Over red wine I did not get the off-
side rule. Well, I doubt I’ll understand
now we’ve ended. At least I beat the toff
out of you. It seemed that way at hand,
at least. The Wall put up a good fight,
made me think it a battle I could win.
Ball went over wall, I watched its flight
unaware that what I’d done was thought a sin;
Next time I come across a toff like you,
I’ll remember it just can’t be beaten.
It’s a shame because you seemed worth it too,
but then I guess that’s why you pay for Eton.
My life goes on, pretending I’m not sad,
while you play the Wall-Game with Prince Harry and your dad.

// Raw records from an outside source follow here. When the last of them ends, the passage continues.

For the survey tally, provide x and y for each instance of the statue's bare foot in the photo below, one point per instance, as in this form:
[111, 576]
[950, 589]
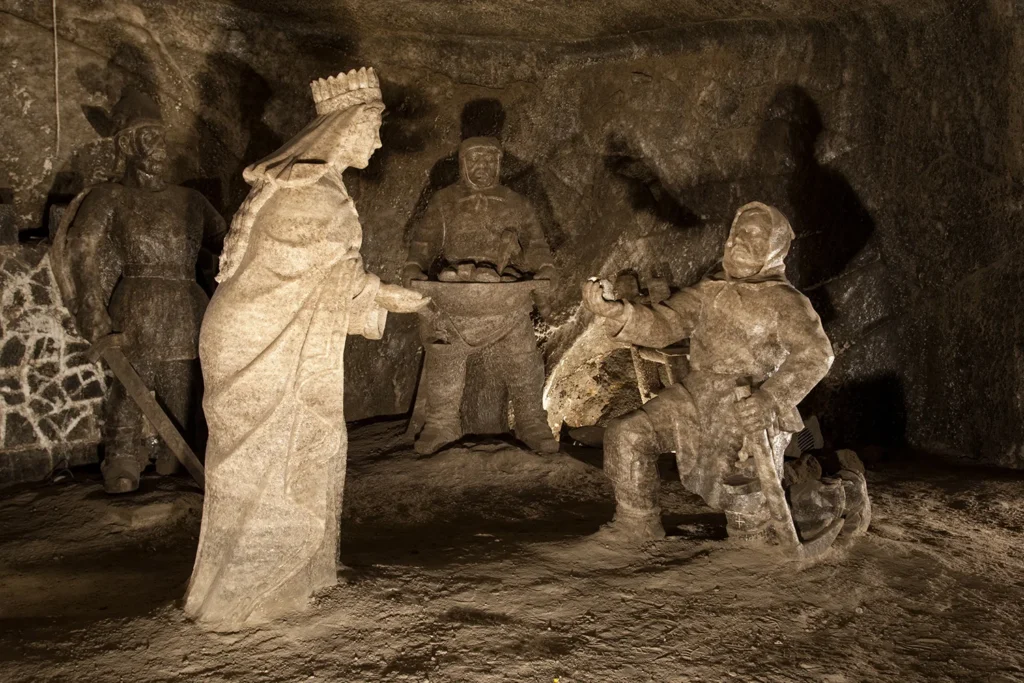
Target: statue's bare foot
[629, 528]
[539, 438]
[121, 475]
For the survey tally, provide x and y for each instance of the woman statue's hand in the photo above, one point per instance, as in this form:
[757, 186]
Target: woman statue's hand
[399, 300]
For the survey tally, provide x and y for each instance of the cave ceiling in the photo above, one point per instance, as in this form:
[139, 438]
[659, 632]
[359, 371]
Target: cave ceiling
[556, 19]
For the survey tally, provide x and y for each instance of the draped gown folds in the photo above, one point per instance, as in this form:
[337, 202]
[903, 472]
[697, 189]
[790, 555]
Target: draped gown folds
[271, 347]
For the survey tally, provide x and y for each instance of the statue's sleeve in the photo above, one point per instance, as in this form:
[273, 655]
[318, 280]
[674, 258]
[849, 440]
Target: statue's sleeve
[214, 227]
[95, 264]
[809, 351]
[366, 316]
[537, 253]
[428, 236]
[663, 324]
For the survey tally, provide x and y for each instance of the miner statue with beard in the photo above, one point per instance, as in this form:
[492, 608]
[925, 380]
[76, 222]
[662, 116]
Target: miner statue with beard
[479, 231]
[125, 259]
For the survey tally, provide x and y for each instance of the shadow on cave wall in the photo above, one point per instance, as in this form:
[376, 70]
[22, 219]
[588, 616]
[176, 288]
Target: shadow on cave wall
[868, 412]
[94, 162]
[832, 224]
[485, 117]
[647, 191]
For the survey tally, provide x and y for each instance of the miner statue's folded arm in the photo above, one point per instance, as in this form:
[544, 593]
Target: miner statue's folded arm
[94, 265]
[809, 353]
[663, 324]
[427, 238]
[536, 251]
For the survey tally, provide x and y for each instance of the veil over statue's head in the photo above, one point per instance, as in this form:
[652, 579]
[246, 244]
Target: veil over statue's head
[344, 102]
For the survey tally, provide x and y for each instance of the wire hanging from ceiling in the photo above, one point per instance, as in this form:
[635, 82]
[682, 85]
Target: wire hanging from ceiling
[56, 82]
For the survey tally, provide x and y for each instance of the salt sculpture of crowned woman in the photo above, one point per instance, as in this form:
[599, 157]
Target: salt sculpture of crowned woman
[292, 288]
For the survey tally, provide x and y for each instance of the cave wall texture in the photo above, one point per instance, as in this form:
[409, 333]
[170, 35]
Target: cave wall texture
[888, 132]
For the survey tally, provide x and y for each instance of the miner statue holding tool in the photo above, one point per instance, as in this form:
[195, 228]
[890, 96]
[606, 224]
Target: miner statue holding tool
[125, 259]
[757, 348]
[480, 255]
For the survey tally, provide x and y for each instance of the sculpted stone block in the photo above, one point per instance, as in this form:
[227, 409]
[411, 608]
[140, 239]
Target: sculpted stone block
[292, 288]
[124, 257]
[480, 254]
[756, 349]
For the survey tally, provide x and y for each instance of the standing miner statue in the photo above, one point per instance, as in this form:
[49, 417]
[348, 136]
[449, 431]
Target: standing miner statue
[481, 232]
[125, 259]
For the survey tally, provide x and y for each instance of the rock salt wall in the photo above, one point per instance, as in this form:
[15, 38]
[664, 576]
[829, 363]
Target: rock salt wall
[50, 393]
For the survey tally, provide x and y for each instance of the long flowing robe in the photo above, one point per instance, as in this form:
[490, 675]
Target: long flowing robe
[271, 347]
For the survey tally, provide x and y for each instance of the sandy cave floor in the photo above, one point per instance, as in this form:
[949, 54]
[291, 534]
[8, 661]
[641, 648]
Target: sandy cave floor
[473, 566]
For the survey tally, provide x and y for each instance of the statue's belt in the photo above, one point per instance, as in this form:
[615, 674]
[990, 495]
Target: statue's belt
[162, 271]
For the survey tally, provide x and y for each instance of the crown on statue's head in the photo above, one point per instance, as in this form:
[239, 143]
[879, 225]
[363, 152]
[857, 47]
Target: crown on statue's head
[344, 90]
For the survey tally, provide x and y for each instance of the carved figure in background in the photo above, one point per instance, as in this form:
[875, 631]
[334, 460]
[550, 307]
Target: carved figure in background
[749, 330]
[125, 259]
[292, 288]
[478, 230]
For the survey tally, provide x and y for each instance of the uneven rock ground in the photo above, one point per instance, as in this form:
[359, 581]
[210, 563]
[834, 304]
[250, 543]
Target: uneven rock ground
[473, 566]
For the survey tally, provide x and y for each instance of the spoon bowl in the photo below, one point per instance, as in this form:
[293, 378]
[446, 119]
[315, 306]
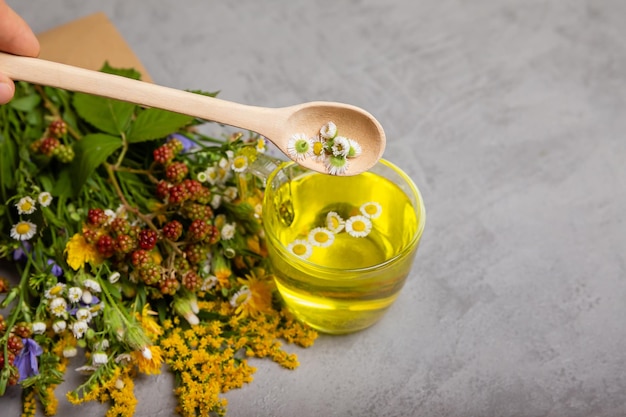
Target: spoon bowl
[278, 125]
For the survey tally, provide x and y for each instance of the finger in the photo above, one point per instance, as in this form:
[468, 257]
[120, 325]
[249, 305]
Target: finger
[7, 89]
[16, 36]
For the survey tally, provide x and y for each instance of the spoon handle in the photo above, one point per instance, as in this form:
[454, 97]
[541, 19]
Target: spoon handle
[53, 74]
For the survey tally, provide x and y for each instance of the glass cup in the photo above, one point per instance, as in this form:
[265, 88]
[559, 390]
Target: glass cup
[341, 247]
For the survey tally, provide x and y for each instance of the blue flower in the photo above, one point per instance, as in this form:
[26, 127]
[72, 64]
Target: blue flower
[26, 361]
[56, 269]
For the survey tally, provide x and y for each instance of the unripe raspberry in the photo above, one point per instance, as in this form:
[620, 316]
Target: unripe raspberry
[198, 230]
[64, 153]
[125, 243]
[177, 194]
[147, 239]
[96, 217]
[139, 258]
[48, 145]
[176, 172]
[105, 246]
[173, 230]
[163, 154]
[169, 286]
[191, 280]
[57, 128]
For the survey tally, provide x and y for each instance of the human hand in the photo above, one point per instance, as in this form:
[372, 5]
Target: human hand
[17, 38]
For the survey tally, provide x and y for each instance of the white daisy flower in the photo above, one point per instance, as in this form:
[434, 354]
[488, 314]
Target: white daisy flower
[26, 205]
[99, 358]
[59, 326]
[74, 294]
[358, 226]
[319, 149]
[228, 231]
[83, 314]
[54, 291]
[336, 165]
[371, 209]
[321, 236]
[240, 163]
[334, 222]
[240, 296]
[79, 328]
[92, 285]
[341, 146]
[69, 352]
[44, 198]
[301, 248]
[39, 327]
[58, 306]
[299, 147]
[202, 176]
[355, 149]
[329, 130]
[23, 230]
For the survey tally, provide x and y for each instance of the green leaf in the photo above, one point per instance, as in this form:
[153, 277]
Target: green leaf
[90, 152]
[108, 115]
[154, 123]
[26, 104]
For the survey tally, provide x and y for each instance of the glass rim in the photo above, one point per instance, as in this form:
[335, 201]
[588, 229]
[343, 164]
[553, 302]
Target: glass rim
[420, 212]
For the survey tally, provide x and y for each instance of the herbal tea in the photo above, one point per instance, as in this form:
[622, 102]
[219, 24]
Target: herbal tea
[341, 247]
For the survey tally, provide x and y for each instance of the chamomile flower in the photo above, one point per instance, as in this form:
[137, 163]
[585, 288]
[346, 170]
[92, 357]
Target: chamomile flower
[55, 291]
[355, 149]
[26, 205]
[371, 209]
[341, 146]
[299, 146]
[240, 163]
[358, 226]
[44, 198]
[301, 248]
[334, 222]
[328, 131]
[336, 165]
[321, 236]
[319, 149]
[58, 307]
[74, 294]
[23, 230]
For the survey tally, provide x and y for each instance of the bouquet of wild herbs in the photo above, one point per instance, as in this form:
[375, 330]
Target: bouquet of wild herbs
[137, 244]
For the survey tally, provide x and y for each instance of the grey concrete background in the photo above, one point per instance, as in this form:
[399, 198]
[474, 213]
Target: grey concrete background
[510, 117]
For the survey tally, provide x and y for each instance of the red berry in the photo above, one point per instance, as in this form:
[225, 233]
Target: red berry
[173, 230]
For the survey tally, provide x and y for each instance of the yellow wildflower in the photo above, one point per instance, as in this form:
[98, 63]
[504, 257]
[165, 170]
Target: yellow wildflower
[79, 252]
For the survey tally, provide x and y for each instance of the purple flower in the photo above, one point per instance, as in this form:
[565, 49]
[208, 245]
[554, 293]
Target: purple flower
[26, 361]
[20, 254]
[56, 269]
[187, 143]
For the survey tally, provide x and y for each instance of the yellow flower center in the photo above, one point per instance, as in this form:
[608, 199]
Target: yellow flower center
[358, 226]
[22, 228]
[299, 249]
[321, 237]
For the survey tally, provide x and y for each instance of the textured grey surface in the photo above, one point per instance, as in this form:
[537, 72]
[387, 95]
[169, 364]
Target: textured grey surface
[510, 117]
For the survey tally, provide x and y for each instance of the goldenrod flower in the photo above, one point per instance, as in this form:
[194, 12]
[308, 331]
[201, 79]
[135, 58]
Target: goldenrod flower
[79, 252]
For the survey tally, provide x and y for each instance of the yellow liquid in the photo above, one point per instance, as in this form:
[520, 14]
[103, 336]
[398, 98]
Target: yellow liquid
[348, 285]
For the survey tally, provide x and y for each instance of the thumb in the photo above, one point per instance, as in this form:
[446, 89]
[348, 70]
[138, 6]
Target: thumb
[7, 89]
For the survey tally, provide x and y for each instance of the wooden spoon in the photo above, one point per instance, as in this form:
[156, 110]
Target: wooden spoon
[276, 124]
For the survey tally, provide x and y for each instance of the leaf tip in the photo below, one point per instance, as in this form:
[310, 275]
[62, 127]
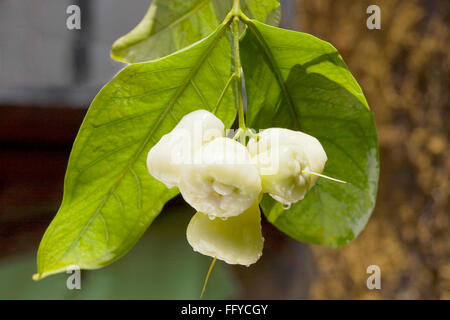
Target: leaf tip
[36, 277]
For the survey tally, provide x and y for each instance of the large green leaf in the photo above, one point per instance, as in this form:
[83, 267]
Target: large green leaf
[297, 81]
[161, 266]
[170, 25]
[109, 197]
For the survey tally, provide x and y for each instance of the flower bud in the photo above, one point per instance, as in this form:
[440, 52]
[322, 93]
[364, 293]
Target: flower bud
[177, 148]
[238, 240]
[284, 159]
[224, 182]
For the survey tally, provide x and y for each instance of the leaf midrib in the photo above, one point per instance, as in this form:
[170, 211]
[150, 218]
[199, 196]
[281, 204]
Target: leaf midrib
[219, 33]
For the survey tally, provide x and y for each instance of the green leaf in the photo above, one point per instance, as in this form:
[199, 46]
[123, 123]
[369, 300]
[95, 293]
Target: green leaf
[297, 81]
[109, 197]
[170, 25]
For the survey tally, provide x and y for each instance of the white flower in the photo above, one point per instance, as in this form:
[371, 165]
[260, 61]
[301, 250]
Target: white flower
[238, 240]
[284, 159]
[224, 182]
[177, 148]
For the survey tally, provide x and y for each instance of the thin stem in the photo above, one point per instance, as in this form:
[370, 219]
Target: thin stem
[224, 91]
[207, 277]
[237, 65]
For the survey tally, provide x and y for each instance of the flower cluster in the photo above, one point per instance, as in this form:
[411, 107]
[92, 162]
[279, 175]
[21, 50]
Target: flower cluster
[224, 180]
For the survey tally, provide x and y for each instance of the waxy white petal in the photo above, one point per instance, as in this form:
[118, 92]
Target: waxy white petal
[223, 182]
[177, 148]
[236, 240]
[283, 158]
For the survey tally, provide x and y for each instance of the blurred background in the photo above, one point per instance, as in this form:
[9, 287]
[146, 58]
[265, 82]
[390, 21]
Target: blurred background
[49, 75]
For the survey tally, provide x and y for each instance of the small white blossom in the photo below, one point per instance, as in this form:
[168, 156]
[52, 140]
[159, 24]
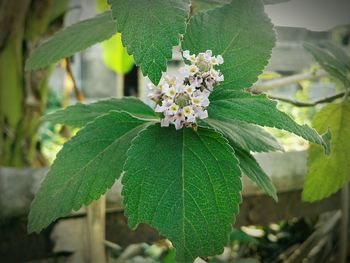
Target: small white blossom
[184, 100]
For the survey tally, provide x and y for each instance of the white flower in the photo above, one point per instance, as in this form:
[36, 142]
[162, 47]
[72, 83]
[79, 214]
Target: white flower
[182, 101]
[220, 59]
[186, 54]
[170, 92]
[179, 120]
[188, 111]
[173, 109]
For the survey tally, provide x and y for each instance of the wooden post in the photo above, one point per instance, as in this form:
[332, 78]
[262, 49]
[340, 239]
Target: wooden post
[96, 219]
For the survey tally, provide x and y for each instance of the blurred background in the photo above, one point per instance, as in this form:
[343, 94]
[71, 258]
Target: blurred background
[265, 231]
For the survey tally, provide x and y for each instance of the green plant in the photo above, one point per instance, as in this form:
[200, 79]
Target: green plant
[185, 182]
[327, 174]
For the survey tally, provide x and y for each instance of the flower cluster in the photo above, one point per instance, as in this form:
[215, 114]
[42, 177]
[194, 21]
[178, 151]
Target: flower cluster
[183, 100]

A fist in Strong Man’s face.
He stares it down with pride.
Opponent’s eyes are narrowed –
Strong Man’s stay bold and wide.
Opponent throws the insult;
it splats on Strong Man’s chest,
then trickles down his body
‘til at his feet it rests.
Defiant, Strong Man clenches
his fists and bites his lips –
where lands a soft-boiled insult
which cracks and smells and drips.
A third one cracks upon his head,
trickles into his eye.
Opponent mistakes it for a tear,
stands straight then leaves with pride.
Strong Man watches Mother Hen
as she leaves with satisfaction.
Strong Man is left alone once more;
once more, he didn’t take action.
He wipes away the egg white
but still there stains the yolk.
He feels a lump stuck in his neck;
a tear, on which he chokes.
It’s all over Weak Man’s MySpace
(might as well be on the news),
it’s in his MSN name;
he has no face to lose.
He’s always been so open,
(worn his heart upon his sleeve);
up pops his Facebook status,
so emotional, every eve.
Then a phone call to his friends
(tears muffling the line).
After listening for hours,
the verdict is “It’s fine.”
His jury is so kind
(one sided sympathy).
They do the trick for Weak Man;
they are what sets him “free”
He looks through some old photos
(sunglasses and a smile)
turns up his brand new ipod,
reminisces for a while.
Up gets Weak Man from his chair,
Looks out his bay window,
and on his face a nice new grin,
who’s the strong man now?
As holy Bacchic rituals
float vague across my mind,
I look ahead and twiddle
my thumb with one behind.
As pagan prayers of Christians
are recited in my head,
I look up and feel a droplet;
I wish that I was dead,
for as pagan Bacchic rites
form paintings before my eyes,
I can’t help but let one trickle;
this was not my planned demise.
I write for many reasons.
Most too hard to explain,
but once I start my writing,
it becomes almost a game;
I’m player one, Literacy two,
I feel it then he rhymes,
and so we work together –
it doesn’t take much time.
Which is why too many syllables
sometimes mean I am offbeat –
that is Literacy taking lead
but I won’t accept defeat!
I was asked by a man who laughed all day
about love, to which he was a stranger.
Or so he claimed. I said “If that’s so, pray
tell me how you laugh like one in danger
of realising that that ring of rejection
could leave you in a limbo of grimace
and grin, in a stupor of reflection
on their whims, remarks and wonderful grace;
a state where, to you, there is no meaning
in most things you do when they’re not there too,
like working, watching, writing and reading;
each thought has to be recorded for you
to give them next time you meet in a mixture
of breathlessness, wide-eyed love-lust and vigour.”